Without a global standard for how to ensure digital trust between any two peers—just like the Internet’s TCP/IP standards ensures a network connection between any two peers—these trends are bound to continue. The ToIP Foundation will use the new W3C Verifiable Credentials and Decentralized Identifiers (DID) standards to leverage interoperable digital wallets and credentials to address these challenges and enable consumers, businesses and governments to better manage risk, improve digital trust and protect all forms of identity online.

Which privacy acts does the ToIP stack comply with?

The ToIP stack has incorporated Privacy by Design from the ground up. This means that it can be used to implement solutions compliant with all major global data protection regulations, including the EU General Data Protection Regulation (GDPR), the Canadian Personal Information Protection and Electronic Documents Act (PIPEDA), or the California Consumer Privacy Act (CCPA). It can also be used to meet strict privacy and security protection regulations such as the U.S. Health Insurance Portability and Accountability Act (HIPAA).

What will be the impact on consumers, business and governments?

The Internet seeded innovations in a way no one could have predicted. The result is a far more connected and convenient world. But the clear compromise has been privacy. And while most consumers today acknowledge they’re willing to trade some privacy for convenience, they’re increasingly uncomfortable with the personal information they have littered across the web. With the global political landscape increasingly volatile and security breaches on the rise, people are becoming more anxious about how their personal information is shared. Businesses and governments understand there are technologies today that could help improve trust and deliver new and better services to consumers and to the public, but these issues demand a collective response. No one can do it alone.

By adding a layer of trust to all digital interactions, we can reduce exposure to fraud and privacy issues breaches.
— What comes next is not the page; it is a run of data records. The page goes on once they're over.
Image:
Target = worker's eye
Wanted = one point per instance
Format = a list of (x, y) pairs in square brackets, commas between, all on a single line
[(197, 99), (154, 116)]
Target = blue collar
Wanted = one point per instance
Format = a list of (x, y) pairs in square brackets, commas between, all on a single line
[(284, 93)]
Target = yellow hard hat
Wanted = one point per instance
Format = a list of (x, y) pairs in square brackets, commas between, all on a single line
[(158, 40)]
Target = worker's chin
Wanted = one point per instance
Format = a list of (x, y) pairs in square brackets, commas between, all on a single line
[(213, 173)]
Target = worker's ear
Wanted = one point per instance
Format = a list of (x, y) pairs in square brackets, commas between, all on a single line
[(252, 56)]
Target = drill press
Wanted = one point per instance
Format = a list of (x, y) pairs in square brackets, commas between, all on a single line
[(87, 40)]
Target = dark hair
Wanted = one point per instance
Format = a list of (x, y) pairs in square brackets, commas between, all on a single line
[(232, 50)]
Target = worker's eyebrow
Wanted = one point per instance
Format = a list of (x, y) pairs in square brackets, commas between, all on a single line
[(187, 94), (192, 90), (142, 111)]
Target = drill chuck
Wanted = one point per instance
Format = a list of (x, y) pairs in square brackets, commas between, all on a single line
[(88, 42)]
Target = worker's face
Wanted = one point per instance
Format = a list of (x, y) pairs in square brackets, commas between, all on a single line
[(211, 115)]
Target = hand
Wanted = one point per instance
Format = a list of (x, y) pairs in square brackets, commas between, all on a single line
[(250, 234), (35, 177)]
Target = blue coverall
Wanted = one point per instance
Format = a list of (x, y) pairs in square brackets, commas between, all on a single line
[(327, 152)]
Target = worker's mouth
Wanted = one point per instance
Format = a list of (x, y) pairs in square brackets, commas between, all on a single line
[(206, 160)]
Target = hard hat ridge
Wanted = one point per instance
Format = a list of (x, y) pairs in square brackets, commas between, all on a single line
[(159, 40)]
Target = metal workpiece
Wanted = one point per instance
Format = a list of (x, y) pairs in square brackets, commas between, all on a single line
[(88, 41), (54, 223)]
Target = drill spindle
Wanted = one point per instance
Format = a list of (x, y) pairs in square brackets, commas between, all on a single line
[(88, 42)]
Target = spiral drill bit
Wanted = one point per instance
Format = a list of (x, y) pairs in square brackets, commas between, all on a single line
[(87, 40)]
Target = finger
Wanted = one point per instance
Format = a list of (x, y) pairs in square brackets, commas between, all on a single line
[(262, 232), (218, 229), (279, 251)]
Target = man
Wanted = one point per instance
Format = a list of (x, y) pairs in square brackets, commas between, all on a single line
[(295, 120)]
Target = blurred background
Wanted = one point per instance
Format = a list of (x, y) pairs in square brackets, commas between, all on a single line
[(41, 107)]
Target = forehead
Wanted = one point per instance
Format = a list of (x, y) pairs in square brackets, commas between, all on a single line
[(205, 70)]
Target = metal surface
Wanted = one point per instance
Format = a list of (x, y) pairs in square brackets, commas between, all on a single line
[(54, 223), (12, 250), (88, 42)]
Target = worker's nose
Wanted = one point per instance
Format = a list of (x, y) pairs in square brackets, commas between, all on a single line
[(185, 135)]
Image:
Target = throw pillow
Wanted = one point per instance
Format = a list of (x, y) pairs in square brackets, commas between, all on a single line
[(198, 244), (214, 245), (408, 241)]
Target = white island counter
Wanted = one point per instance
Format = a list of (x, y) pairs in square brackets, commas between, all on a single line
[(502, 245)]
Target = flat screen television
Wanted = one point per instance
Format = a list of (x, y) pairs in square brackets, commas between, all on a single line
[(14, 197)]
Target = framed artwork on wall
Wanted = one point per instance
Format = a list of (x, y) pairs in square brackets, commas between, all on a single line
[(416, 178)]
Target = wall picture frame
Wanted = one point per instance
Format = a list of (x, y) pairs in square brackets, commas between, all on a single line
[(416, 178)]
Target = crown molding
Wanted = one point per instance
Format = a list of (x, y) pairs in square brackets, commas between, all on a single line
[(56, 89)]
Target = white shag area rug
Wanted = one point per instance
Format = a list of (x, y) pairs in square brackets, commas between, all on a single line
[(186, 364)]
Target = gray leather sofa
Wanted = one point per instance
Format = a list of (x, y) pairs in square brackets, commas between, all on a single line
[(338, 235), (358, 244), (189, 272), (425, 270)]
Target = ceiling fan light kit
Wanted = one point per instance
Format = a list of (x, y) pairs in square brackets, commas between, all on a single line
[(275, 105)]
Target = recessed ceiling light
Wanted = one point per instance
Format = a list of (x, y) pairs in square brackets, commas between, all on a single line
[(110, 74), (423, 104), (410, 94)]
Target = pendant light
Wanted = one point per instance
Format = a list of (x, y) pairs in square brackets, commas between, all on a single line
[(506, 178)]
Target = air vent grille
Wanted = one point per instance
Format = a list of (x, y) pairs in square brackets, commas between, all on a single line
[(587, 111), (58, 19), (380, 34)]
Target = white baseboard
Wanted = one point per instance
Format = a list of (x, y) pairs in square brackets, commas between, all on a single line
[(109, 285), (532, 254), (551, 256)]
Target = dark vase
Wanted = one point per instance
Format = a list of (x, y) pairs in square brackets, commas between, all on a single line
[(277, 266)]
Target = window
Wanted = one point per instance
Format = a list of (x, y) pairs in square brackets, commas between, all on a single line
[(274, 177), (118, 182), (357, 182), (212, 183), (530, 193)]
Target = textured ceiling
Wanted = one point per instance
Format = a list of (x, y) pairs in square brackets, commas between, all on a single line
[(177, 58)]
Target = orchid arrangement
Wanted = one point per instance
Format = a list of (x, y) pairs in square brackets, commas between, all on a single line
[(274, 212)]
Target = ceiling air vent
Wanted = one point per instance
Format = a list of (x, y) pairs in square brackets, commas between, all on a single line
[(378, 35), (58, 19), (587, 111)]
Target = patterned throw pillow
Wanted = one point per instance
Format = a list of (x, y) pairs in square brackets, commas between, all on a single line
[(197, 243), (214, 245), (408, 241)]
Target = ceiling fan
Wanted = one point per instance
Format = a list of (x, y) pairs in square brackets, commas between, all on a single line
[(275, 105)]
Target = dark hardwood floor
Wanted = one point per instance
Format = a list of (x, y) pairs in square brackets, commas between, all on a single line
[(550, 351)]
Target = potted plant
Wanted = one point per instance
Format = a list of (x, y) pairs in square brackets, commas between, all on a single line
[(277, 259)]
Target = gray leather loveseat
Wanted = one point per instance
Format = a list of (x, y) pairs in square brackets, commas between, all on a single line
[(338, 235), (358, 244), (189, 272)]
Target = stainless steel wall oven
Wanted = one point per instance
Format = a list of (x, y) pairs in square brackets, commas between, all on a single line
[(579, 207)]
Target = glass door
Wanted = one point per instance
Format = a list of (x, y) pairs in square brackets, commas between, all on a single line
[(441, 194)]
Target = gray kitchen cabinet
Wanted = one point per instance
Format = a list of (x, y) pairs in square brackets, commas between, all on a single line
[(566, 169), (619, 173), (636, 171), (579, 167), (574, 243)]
Business-to-business (B2B) partnerships, private-government/public relationships, global standards and specifications are the way to get us there. That means sharing expertise, defining standards and specifications and playing a leading role in securing trust in the digital landscape.

Is this the only effort like this?

The ToIP Foundation is the only project defining a full stack for digital trust infrastructure that includes both technical interoperability of blockchains, digital wallets and digital credentials AND policy interoperability of the governance frameworks needed for these solutions to meet the business, legal and social requirements of different jurisdictions and industries around the world.

The ToIP stack will reference open standards for specific components at specific layers, such as the W3C standards for Verifiable Credentials and Decentralized Identifiers (DIDs). It will also reference ToIP stack components being defined by working groups at DIF, Hyperledger, the W3C Credentials Community Group, and other open source and open standard projects worldwide.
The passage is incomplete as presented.